The Hugging Face Transformers library is an open-source machine-learning library. It is built on top of PyTorch and TensorFlow and provides a set of pre-trained models for natural language processing tasks. With Hugging Face Transformers, developers and researchers can easily fine-tune the pre-trained models on their own datasets, or even train their own models from scratch with ease.

With DagsHub, you can easily log the experiments you run with Hugging Face Transformers to a remote server with minimal changes to your code.

This includes versioning raw and processed data with DVC, as well as logging experiment metrics, parameters, and trained models with MLflow. This integration enables you to continue using the familiar MLflow interface, while also facilitating collaboration with others, comparing results from different runs, and making data-driven decisions with ease.

How do Hugging Face Transformers work with DagsHub?¶

DagsHub leverages the hooks developed by Hugging Face’s Transformers library to inject code at specific points during the training run. These code snippets log information regarding the training run, like metrics and artifacts, to the DagsHub remote using information provided using environment variables set before the trainer is run.

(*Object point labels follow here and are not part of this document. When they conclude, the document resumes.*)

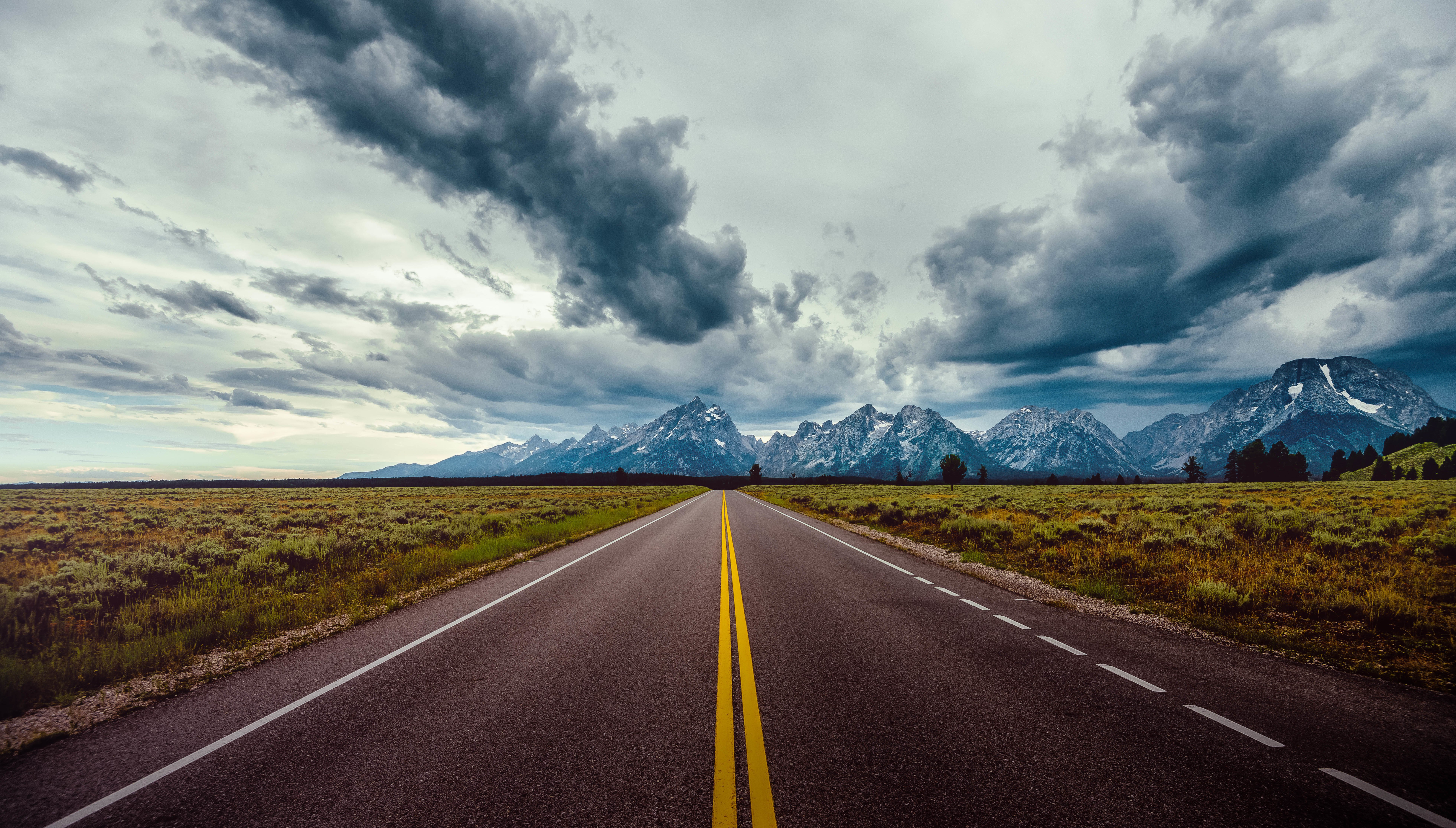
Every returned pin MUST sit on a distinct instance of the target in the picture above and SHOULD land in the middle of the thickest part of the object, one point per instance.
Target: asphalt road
(595, 695)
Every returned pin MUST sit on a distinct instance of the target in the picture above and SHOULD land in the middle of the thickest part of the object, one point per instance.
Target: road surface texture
(609, 683)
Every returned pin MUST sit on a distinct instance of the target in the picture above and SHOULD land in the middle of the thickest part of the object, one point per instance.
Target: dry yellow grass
(1356, 575)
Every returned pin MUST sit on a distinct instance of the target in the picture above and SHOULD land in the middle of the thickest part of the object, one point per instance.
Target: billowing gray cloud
(437, 245)
(1240, 181)
(787, 303)
(40, 165)
(311, 290)
(474, 100)
(200, 239)
(242, 398)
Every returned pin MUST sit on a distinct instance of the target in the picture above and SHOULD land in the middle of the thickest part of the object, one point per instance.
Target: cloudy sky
(251, 239)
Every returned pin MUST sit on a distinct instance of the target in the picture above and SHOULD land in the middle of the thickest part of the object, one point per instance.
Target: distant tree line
(1442, 431)
(1254, 465)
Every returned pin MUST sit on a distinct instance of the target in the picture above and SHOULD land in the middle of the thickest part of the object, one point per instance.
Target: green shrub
(1216, 597)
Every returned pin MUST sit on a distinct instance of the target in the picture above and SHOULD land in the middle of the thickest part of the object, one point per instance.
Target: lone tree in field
(953, 469)
(1195, 471)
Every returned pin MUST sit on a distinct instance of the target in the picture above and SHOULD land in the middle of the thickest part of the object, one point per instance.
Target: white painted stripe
(1403, 804)
(1055, 642)
(1133, 679)
(1234, 725)
(825, 533)
(241, 733)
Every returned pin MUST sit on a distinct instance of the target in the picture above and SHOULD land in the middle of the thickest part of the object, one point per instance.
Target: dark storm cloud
(40, 165)
(787, 303)
(474, 100)
(1240, 181)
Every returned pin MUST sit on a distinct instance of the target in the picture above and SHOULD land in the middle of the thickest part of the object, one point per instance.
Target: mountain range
(1315, 407)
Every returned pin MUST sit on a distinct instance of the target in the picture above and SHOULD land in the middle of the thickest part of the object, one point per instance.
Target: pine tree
(1430, 471)
(1195, 471)
(953, 469)
(1254, 463)
(1231, 469)
(1382, 471)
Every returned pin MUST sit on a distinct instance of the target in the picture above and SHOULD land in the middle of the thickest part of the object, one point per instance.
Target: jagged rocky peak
(1311, 405)
(1066, 443)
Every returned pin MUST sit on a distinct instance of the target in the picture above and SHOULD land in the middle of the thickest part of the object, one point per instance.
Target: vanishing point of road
(730, 663)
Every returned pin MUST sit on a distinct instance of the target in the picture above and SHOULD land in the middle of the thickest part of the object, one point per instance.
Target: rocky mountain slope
(484, 463)
(1064, 443)
(873, 444)
(694, 439)
(1314, 407)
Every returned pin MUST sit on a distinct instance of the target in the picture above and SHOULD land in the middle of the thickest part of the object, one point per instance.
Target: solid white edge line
(1056, 644)
(101, 804)
(826, 535)
(1234, 725)
(1133, 679)
(1391, 798)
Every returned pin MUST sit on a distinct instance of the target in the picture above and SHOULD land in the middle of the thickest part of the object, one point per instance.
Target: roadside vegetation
(107, 584)
(1355, 575)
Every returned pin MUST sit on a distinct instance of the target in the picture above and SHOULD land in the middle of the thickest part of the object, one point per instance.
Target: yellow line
(761, 797)
(726, 794)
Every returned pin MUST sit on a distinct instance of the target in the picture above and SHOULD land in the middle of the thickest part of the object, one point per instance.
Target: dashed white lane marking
(1056, 644)
(1406, 805)
(78, 816)
(1133, 679)
(829, 536)
(1234, 725)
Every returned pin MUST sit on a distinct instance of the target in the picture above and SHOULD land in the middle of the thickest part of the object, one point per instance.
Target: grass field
(105, 584)
(1355, 575)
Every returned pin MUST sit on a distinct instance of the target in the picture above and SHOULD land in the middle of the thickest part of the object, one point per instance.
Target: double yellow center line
(726, 788)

How to log experiments with Transformers and DagsHub?¶

Log your transformer experiments in 3 simple steps:

Install DagsHub¶

Mac-os, Linux, Windows

pip install dagshub

Configure DagsHub¶

import dagshub 
import os

dagshub.init(repo_name='Repository-Name', repo_owner='Username')
os.environ["HF_DAGSHUB_LOG_ARTIFACTS"]= "True" # optional; if disabled, only logs metrics!

dagshub.init configures your DagsHub account and repository, including the remote Mlflow tracking server and DagsHub Storage, with your local machine. If the repository you provide as input doesn’t exist, it will automatically create it for you.
Running this command requires authenticating your DagsHub user. If you want to automate this process, you need to set your DagsHub Token under DAGSHUB_USER_TOKEN environment variable.

You need to set the environment variable before you initialize the Trainer

Optional Environment Variables

The following are optional environmental variables that can be configured.

os.environ["HF_DAGSHUB_MODEL_NAME"] = "model name" # defaults to 'main'
os.environ["BRANCH"] = "branch" # defaults to 'main'

Configure Hugging Face Transformers¶

Mac-os, Linux, Windows

from transformers import TrainingArguments, Trainer

training_args = TrainingArguments(output_dir="experiment-name")
trainer = Trainer(... , args=training_args)

Great job! The integration has been successfully finished. Transformers will automatically recognize the activation of DagsHub integration and include our hook in your pipeline. Consequently, every run will be logged to your DagsHub repository.

Additional Resources¶

DagsHub x Hugging Face - learn more about DagsHub x Hugging Face Transformers integration.
Example notebook - create your own transformer model and track your experiments.

Known Issues, Limitations & Restrictions¶

The artifacts created during training fail to get overridden if the same experiment is run multiple times. However, the experiments are still logged and can be tracked.